We’ve also been out and about with our Urban Wildlife Talks at Starbucks, Ince Blundell and the wonderful Forestry school, Valewood, Crosby where we were very impressed with the schools’ commitment to improving the environment.
What we need this week
We are still desperately short of towels, long/short shredded paper and cat/dog/hedgehog biscuits, no fish flavours though, as our hedgehogs won’t eat them.
We also urgently need bird seed and mealworms to feed our growing brood of wild birds, so fat balls, wild bird seed, niger seed, sunflower seed and peanuts would be MOST welcome.
We would also welcome hamster cages and rabbit hutches, especially hutches with runs.
A huge, huge thank you to anyone who can help, we really do appreciate it.
Out and about this July
Given the sunny weather we’ve all been enjoying, many have taken to walking the waterways and canals. If you enjoy feeding waterbirds, please don’t feed them bread as it makes them feel full, which then prevents them from eating their natural diet, resulting in nutritional deficiencies.
Bread has no nutritional value for waterbirds and causes many health problems, especially angel wing which prevents them from flying and shortens their lifespan.
When bread sinks to the bottom of the water the nutriments are released which increase the presence of soil bacteria, including a bacterium known as clostridium botulinum, which causes avian botulism, which if ingested results in birds catching the disease leading to paralysis, then death.
Most of these ducks were released by us last year, it’s just wonderful to see them thriving and back to to wild where they belong.
On a more cheerful note, you can feed water birds birdseed, chopped grapes, mealworms, veggie peel, chopped lettuce and other greens.
Oh…..and during these dry days please leave water out for our wildlife. Shallow dishes filled with water and pebbles are ideal for our pollinators. Also remember to leave a plank or branch in a pond to allow wildlife to climb out.
Did you know….
that Britain’s largest resident population of bottlenose dolphins can be found at Cardigan Bay, West Wales? Summer months are best. You can also spot Atlantic grey seals on the beaches with their pups, which are born during September and October. Also, look out for Harbour porpoises which can be seen at nearby Cwmtydu.

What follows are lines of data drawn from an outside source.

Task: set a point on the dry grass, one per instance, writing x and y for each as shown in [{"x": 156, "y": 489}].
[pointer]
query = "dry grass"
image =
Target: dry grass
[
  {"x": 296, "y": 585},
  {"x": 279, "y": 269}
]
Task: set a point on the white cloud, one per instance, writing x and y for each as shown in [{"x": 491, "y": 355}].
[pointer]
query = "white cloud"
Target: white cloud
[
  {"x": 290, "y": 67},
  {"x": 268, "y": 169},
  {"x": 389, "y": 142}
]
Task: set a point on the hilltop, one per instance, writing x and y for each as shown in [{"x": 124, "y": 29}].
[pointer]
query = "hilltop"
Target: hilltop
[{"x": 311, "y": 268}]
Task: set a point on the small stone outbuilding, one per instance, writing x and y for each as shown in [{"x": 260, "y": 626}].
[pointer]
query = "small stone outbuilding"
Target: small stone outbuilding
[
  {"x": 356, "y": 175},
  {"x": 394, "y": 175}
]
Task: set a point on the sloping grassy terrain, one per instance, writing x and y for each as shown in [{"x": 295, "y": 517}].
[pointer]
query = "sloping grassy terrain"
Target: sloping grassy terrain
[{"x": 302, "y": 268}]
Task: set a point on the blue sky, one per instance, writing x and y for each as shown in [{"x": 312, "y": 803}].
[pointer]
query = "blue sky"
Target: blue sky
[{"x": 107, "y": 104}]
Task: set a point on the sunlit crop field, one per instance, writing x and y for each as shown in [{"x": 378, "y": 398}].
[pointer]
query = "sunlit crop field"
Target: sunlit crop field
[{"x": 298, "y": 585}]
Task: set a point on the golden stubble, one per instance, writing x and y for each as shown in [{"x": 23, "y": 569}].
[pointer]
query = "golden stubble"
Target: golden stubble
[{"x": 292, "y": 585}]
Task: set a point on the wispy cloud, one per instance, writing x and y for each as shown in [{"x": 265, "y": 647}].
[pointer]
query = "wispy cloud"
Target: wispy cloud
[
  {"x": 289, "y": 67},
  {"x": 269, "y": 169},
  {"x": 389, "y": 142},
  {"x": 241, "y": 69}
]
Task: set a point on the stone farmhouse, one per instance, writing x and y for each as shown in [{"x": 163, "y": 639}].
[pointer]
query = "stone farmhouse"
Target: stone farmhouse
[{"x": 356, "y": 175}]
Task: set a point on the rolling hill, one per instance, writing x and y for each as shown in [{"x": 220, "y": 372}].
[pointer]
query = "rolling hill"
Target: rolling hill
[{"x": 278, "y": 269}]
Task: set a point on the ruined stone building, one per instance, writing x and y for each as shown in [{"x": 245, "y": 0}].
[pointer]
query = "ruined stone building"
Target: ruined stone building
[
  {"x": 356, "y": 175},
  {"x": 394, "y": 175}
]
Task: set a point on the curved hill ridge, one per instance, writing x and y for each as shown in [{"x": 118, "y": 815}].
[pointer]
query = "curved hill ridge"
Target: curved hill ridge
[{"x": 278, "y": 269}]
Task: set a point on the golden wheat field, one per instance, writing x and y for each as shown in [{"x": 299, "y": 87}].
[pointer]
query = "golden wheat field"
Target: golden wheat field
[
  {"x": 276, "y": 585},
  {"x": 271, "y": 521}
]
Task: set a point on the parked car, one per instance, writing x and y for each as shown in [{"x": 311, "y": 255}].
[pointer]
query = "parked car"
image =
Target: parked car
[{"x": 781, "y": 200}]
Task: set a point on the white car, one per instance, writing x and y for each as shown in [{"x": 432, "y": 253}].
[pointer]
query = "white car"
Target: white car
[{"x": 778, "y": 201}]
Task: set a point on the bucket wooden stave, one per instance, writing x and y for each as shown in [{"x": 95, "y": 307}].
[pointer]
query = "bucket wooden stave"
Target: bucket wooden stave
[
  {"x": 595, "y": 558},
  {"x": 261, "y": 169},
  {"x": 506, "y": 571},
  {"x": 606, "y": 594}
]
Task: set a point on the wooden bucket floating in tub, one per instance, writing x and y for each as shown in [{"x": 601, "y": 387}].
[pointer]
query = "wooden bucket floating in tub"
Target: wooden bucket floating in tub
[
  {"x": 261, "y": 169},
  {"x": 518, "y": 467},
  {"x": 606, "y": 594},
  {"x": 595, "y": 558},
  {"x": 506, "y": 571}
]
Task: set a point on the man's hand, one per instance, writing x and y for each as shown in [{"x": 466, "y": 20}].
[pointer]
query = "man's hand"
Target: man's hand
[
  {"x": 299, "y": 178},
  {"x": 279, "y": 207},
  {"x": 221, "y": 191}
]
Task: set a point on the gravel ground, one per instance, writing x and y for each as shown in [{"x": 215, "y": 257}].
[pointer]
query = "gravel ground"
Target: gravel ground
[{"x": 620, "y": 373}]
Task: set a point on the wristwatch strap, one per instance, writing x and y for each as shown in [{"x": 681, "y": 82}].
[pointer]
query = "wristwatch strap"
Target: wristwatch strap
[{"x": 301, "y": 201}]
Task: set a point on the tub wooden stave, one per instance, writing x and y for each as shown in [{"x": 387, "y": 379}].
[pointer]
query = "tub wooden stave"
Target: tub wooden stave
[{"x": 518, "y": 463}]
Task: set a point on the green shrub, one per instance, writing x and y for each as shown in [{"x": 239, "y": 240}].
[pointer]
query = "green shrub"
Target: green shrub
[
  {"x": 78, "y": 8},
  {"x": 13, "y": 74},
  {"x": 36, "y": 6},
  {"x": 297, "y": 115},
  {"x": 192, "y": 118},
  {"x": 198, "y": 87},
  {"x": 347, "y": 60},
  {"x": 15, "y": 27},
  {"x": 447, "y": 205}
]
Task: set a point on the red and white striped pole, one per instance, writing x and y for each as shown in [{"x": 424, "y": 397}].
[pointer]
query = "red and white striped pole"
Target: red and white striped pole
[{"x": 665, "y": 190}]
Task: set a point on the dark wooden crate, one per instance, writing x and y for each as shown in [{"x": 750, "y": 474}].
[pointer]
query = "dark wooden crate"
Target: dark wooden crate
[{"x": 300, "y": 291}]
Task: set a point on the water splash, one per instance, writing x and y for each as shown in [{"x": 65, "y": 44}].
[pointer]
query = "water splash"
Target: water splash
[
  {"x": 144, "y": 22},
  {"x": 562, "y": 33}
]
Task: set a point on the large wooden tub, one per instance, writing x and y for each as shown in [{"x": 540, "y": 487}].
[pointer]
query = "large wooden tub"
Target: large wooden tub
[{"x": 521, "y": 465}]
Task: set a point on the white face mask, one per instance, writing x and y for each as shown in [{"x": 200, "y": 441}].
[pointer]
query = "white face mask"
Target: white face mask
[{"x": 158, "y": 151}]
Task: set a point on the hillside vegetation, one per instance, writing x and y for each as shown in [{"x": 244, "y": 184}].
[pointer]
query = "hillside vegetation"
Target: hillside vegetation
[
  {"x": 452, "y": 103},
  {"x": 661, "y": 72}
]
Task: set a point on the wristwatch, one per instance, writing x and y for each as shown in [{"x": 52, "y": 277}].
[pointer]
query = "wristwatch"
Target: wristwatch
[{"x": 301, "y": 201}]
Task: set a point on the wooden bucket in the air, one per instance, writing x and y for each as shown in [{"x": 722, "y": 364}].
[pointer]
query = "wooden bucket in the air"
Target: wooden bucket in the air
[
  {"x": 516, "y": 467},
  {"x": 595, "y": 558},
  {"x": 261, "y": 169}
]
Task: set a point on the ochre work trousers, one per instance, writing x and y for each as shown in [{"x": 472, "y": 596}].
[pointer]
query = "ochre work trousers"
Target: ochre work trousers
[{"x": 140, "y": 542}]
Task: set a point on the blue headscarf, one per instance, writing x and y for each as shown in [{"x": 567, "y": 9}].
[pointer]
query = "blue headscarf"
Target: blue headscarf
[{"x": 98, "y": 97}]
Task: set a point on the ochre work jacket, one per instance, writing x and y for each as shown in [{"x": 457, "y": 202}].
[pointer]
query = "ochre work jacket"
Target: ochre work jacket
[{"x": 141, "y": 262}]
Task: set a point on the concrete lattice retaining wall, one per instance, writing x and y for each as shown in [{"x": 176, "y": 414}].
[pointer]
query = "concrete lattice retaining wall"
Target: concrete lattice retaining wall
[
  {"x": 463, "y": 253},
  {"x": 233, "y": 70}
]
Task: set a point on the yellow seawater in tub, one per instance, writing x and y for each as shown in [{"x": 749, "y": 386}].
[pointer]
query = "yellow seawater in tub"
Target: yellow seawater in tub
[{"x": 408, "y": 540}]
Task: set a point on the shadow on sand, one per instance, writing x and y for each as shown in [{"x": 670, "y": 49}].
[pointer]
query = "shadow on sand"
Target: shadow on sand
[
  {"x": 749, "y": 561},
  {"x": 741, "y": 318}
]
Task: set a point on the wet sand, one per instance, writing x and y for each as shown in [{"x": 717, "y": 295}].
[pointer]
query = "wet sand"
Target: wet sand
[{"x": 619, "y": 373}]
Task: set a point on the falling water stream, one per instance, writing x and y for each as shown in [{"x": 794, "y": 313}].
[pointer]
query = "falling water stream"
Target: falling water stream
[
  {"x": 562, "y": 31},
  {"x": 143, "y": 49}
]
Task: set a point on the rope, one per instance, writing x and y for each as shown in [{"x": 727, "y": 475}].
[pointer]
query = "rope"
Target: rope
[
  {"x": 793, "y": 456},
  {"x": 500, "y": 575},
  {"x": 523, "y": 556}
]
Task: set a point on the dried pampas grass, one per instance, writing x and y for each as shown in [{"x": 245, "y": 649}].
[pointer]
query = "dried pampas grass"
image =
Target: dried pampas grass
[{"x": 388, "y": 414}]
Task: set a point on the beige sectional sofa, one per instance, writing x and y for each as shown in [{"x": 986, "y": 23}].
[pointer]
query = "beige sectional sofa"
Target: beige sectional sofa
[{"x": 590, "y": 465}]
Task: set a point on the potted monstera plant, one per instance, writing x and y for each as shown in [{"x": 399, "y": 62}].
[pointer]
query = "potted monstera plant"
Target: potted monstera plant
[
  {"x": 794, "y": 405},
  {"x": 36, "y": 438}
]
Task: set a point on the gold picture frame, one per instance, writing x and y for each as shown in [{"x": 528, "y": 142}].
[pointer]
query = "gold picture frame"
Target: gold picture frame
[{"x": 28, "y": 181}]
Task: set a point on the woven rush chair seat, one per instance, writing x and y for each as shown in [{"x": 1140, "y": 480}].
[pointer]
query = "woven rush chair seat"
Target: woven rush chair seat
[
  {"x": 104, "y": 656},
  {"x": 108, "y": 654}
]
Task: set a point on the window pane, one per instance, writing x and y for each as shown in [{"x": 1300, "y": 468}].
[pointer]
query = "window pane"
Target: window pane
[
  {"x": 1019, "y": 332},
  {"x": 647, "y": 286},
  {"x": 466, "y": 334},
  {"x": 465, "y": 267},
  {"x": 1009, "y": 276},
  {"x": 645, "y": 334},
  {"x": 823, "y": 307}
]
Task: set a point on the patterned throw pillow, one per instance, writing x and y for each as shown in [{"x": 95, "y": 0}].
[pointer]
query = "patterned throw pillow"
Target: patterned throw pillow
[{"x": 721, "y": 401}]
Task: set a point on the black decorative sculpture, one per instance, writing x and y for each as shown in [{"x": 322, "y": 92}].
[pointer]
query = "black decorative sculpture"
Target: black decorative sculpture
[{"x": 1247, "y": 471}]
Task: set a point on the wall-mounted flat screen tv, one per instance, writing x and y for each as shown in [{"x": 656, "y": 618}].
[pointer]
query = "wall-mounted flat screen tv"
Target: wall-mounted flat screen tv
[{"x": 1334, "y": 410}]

Among mammals, otters have the thickest fur. It keeps them warm and also traps air close to their skin which keeps them buoyant.
Puffin beaks are not colourful all year round. Their technicolour beaks become dull grey or black during winter.
Always remember to seek advice from the wildlife staff before bringing an animal to the rescue. If an animal is seriously injured, please take it to a vet as we don’t always have a vet on site. Most vets treat wildlife for free.